O que está em questão nesse caso não
são, portanto, as opiniões do embaixador Samuel Pinheiro Guimarães, que
são respeitáveis. Nem está em jogo o seu
direito de cidadão de expressá-las no espaço público. O que está em jogo é, única e exclusivamente, a possibilidade de
o Itamaraty conduzir um processo de
negociação tão complexo e tão importante como o da Alca se cada diplomata
decidir se expressar publicamente sobre
o assunto sem uma coordenação e sem
a preocupação de ser parte de uma
equipe.
A exoneração não tem, assim, relação
com o seu direito de ter e expressar opiniões contrárias às minhas, às do Itamaraty ou às do governo. Não somos um
país que pretende ou deseja uniformidade de opiniões na sociedade.
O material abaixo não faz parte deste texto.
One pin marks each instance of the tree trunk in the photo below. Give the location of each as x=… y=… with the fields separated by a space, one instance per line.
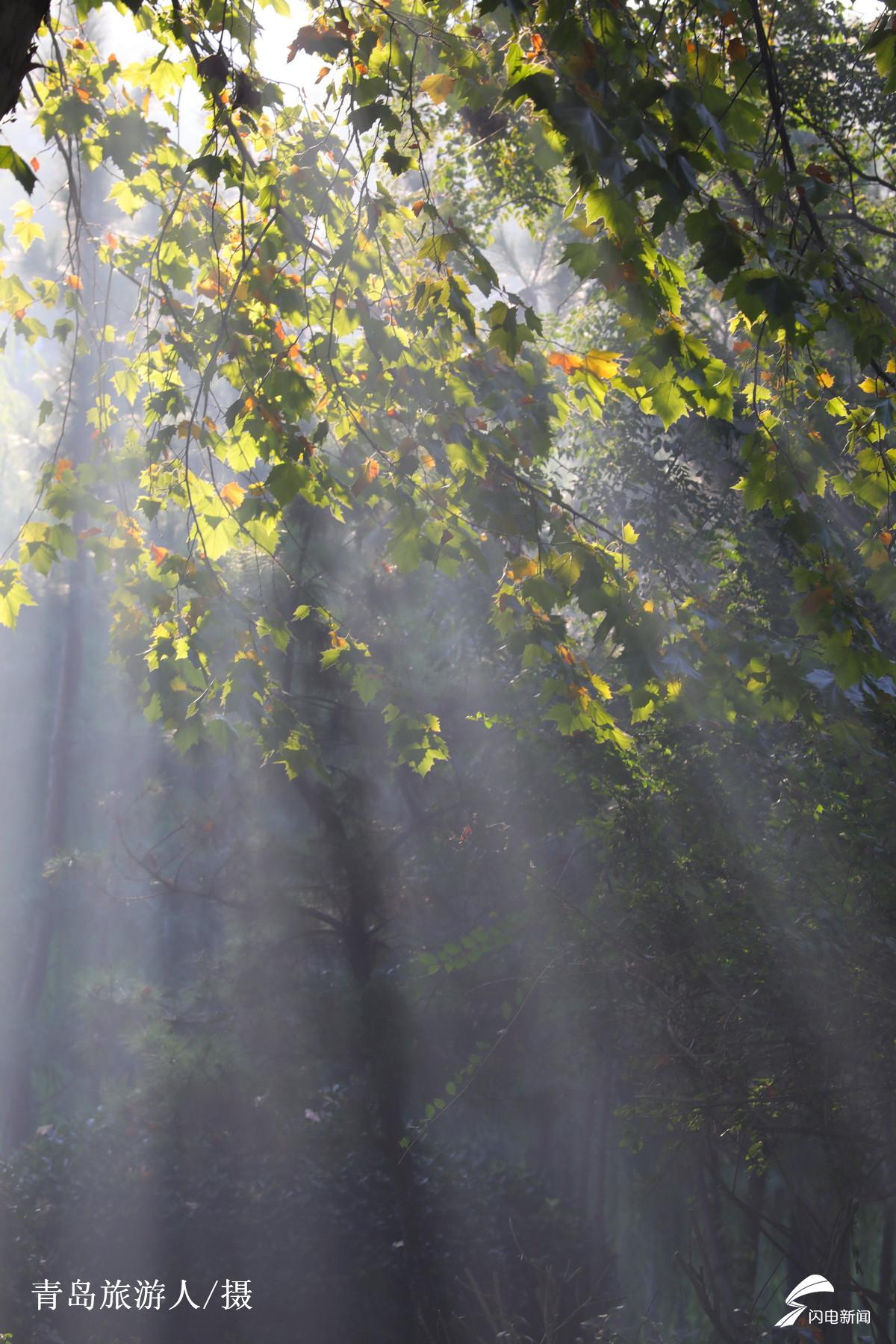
x=19 y=1120
x=19 y=23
A Constituição Federal garante-nos o direito de
livre expressão e nos concede a liberdade de escolher partidos políticos e outras afiliações, religião e profissão. Cabe
a nós arcar com os respectivos direitos e
com as respectivas obrigações.
Em uma situação do tipo dessa que estamos analisando não há como diferenciar a representação pública da capacidade do cidadão. Uma e outra se interpenetram. Kant, cuja reflexão permeia o
pensamento de Hannah Arendt e de
Norberto Bobbio, no seu luminoso texto "O que é a ilustração?", faz uma distinção entre o uso público e o uso privado da razão. Disse que o uso privado é
aquele que o douto pode fazer de sua razão no âmbito de cargo ou de função
pública a ele confiado. Concluiu que,
em muitas profissões que se exercem no
interesse da comunidade -como é o
caso da diplomacia, observo eu, pelos
motivos que expliquei neste artigo-,
são necessários mecanismos que assegurem a contenção do comportamento,
a contenção necessária para não comprometer as finalidades públicas.
Celso Lafer, 59, é ministro das Relações Exteriores e professor titular da Faculdade de Direito da
USP. Foi ministro do Desenvolvimento, Indústria
e Comércio (governo FHC) e das Relações Exteriores (governo Collor).